On Tuesday, November 27, 2018 at 2:05:04 PM UTC-6, [email protected] wrote:



    On Tuesday, November 27, 2018 at 6:49:51 PM UTC, Philip Thrift wrote:



        On Tuesday, November 27, 2018 at 12:17:08 PM UTC-6,
        [email protected] wrote:



            On Tuesday, November 27, 2018 at 6:00:50 PM UTC, Philip
            Thrift wrote:



                On Tuesday, November 27, 2018 at 8:43:35 AM UTC-6,
                [email protected] wrote:



                    On Tuesday, November 27, 2018 at 9:27:46 AM UTC,
                    Philip Thrift wrote:



                        On Monday, November 26, 2018 at 3:43:14 PM
                        UTC-6, [email protected] wrote:

                            *
                            *
                            *I checked the postulates in Feynman's
                            Sums Over Histories (in link provided by
                            Phil) and I see nothing related to waves,
                            as expected, and thus nothing about
                            collapse of anything. I would suppose the
                            same applies to Heisenberg's Matrix
                            Mechanics; no waves, no collapse. I
                            suppose you could say they just produce
                            correct probabilities, and imply nothing
                            about relative states other than their
                            probabilities (which wave mechanics does),
                            but certainly nothing about consciousness.
                            To summarize: you're right that they are
                            "no collapse" theories, but IMO they say
                            nothing about consciousness. AG*





                        In terms of the path-integral (PI)
                        interpretation [ interesting lecture:
                        
https://www.perimeterinstitute.ca/videos/path-integral-interpretation-quantum-mechanics
                        
<https://www.perimeterinstitute.ca/videos/path-integral-interpretation-quantum-mechanics>
                        ], there is in effect no waves or wave
                        function, just paths, or histories, in the
                        sum-over-histories (SOH) terminology.

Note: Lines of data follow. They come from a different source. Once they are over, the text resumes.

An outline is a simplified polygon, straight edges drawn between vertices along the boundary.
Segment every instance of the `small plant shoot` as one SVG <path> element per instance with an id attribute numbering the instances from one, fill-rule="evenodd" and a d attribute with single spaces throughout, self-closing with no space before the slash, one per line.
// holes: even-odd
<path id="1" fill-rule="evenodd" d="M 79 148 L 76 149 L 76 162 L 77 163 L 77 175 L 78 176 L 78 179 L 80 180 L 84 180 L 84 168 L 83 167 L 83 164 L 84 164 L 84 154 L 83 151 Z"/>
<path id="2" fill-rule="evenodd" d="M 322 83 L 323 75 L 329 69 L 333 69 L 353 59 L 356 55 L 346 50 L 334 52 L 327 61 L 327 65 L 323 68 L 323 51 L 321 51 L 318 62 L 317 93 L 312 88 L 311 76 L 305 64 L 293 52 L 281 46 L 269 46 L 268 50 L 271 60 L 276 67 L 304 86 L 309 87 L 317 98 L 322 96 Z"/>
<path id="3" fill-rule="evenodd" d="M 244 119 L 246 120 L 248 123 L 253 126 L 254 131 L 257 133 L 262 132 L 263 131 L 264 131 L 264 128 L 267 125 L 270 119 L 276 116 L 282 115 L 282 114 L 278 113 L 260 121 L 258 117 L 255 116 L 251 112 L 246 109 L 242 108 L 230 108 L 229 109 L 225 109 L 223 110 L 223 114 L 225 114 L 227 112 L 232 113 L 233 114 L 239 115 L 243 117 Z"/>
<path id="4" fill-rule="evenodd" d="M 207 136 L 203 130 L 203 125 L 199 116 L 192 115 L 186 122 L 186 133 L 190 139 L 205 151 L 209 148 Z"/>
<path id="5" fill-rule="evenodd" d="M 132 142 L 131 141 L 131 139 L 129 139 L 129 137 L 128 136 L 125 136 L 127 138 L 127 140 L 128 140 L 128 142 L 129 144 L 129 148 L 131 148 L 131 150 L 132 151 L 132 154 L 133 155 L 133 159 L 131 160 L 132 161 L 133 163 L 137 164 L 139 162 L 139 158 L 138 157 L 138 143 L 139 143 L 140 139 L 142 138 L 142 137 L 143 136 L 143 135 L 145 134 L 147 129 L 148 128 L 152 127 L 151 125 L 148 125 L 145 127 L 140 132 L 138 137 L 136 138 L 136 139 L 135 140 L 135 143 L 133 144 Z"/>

                        There is still "decoherence" in the SOH (a
                        single history is ultimately "realized"), but
                        it could be called "selection": a single
                        history is selected from the total ensemble of
                        multiple and interfering histories. E.g. a
                        single point on a screen is "hit" by a photon
                        in the double-slit experiment.


                    *Does "selection" add any insight to the
                    measurement problem; that is, why do we get what
                    we get? And if not, what is its value? TIA, AG *




                If you look at it as a "selection of the fittest" (one
                history surviving from an ensemble of histories), then
                it's like a form of quantum Darwinism. The quantum
                substrate is a cruel world where all histories (but
                one) die.


            That's not an explanation; rather, a vacuous statement of
            the result. AG



        But that is a criticism of Darwinism (*natural selection*) in
        general.

    *
    *
    *Ridiculous comparison IMO. Darwinism posits a changing
    environment and competition among species for niches. Nothing
    comparable in Quantum Darwinism other than all outcomes fail
    except for one which succeeds in each single trial, which we knew
    from the get-go. AG*


        *Quantum Darwinism* is a theory claiming to explain the
        emergence of the classical world
        <https://en.wikipedia.org/wiki/Classical_physics>from the
        quantum world
        <https://en.wikipedia.org/wiki/Quantum_mechanics> as due to *a
        process of **Darwinian
        <https://en.wikipedia.org/wiki/Charles_Darwin>natural
        selection <https://en.wikipedia.org/wiki/Natural_selection>*;
        where the many possible quantum states
        <https://en.wikipedia.org/wiki/Quantum_states> are selected
        against in favor of a stable pointer state
        <https://en.wikipedia.org/wiki/Pointer_state>.
        [ https://en.wikipedia.org/wiki/Quantum_Darwinism
        <https://en.wikipedia.org/wiki/Quantum_Darwinism> ]

        - pt




As for "competition for niches", the histories are in a sense competing. Perhaps there is some conservation principle at work, so only one history can win.

I don't know. Physicists don't know. We're even. :)

In a delayed quantum erasure experiment I wonder if you would be possible to make a weak measurement on the photon to be erased? Would you get an intermediate result in the interference pattern?